Ordered that the order is affirmed insofar as appealed from, with costs.
While it has often been stated that, generally, the venue of a consolidated action should be placed in the county where the first action was commenced (see, Mitchel v. Thacker, 159 A.D.2d 701), that rule is not inflexible. "[T]he court, in its sound discretion, must consider a number of factors, including the county where cause of action arose and where the parties and witnesses are located" (Woods v. County of Westchester, 112 A.D.2d 1037, 1038; see also, Strasser v. Neuringer, 137 A.D.2d 750). Accordingly, an order determining venue generally will not be disturbed unless it has been clearly shown that there has been an improvident exercise of discretion (see, Bellomo Leasing Corp. v Frost, 90 A.D.2d 909).

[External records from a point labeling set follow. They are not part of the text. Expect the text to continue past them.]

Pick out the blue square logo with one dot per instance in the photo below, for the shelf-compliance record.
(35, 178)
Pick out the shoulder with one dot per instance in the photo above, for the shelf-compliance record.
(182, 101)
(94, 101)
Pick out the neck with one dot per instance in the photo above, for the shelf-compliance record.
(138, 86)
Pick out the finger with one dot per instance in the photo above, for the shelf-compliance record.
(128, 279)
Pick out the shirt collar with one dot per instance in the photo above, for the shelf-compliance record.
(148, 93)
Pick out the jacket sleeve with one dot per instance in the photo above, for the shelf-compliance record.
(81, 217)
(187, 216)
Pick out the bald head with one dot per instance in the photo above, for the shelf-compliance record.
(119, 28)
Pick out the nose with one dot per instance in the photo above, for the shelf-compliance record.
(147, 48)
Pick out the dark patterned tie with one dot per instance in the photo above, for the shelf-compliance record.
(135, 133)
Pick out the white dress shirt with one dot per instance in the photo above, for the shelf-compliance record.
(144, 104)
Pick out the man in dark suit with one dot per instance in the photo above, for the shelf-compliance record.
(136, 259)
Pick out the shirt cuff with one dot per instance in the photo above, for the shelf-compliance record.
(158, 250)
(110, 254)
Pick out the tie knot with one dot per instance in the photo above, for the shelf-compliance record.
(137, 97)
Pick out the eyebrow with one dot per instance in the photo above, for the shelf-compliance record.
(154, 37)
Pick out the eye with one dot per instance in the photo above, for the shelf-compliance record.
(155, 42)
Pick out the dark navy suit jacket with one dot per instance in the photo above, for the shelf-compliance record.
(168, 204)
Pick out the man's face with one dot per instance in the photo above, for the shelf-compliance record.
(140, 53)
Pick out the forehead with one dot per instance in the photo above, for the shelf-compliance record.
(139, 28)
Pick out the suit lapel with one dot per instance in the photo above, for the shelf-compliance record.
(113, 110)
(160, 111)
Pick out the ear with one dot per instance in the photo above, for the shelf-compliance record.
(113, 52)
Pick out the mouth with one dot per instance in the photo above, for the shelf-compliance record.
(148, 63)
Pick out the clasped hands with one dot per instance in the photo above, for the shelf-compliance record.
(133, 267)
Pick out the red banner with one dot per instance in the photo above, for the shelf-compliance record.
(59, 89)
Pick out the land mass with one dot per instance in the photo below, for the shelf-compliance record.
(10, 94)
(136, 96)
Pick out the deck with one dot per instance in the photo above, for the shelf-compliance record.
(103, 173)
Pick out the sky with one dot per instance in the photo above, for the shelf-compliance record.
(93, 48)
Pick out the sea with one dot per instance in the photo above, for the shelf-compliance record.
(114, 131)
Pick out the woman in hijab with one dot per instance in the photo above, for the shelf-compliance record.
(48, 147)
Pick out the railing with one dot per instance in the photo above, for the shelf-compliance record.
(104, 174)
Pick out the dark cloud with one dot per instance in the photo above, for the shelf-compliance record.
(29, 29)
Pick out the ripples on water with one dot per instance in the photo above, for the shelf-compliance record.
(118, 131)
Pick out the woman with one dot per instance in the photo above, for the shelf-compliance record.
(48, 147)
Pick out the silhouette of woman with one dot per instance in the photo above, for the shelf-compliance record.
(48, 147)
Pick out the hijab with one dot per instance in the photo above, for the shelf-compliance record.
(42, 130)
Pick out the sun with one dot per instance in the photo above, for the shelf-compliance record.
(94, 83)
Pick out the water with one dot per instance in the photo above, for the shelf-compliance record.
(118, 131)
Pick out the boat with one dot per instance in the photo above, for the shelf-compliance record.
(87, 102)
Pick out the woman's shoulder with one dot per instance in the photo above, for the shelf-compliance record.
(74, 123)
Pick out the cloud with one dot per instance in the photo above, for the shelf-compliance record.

Upon our review of the record in this case, we can find no basis for disturbing the court's exercise of discretion in selecting Westchester County as the place of trial. The plaintiff is a resident of New Jersey and the defendant Roberts is a resident of Westchester County. There are no nonparty witnesses residing in the Bronx, and the only parties who do reside in the Bronx, the defendant Belmont Community Day Care Center, Inc., and the defendant Belmont Community Center, Inc., do not object to placing venue in Westchester County. Moreover, venue for a transitory action is often placed in the county where the accident occurred (see, e.g., Creed v. United Hosp., 158 A.D.2d 654), in this case the Bronx. However, since the accident at bar occurred over 20 years ago, there is no compelling reason to adhere to the general rule. Accordingly, it was not an improvident exercise of discretion to place venue of this consolidated action in Westchester County. Balletta, J.P., Pizzuto, Friedmann and Krausman, JJ., concur.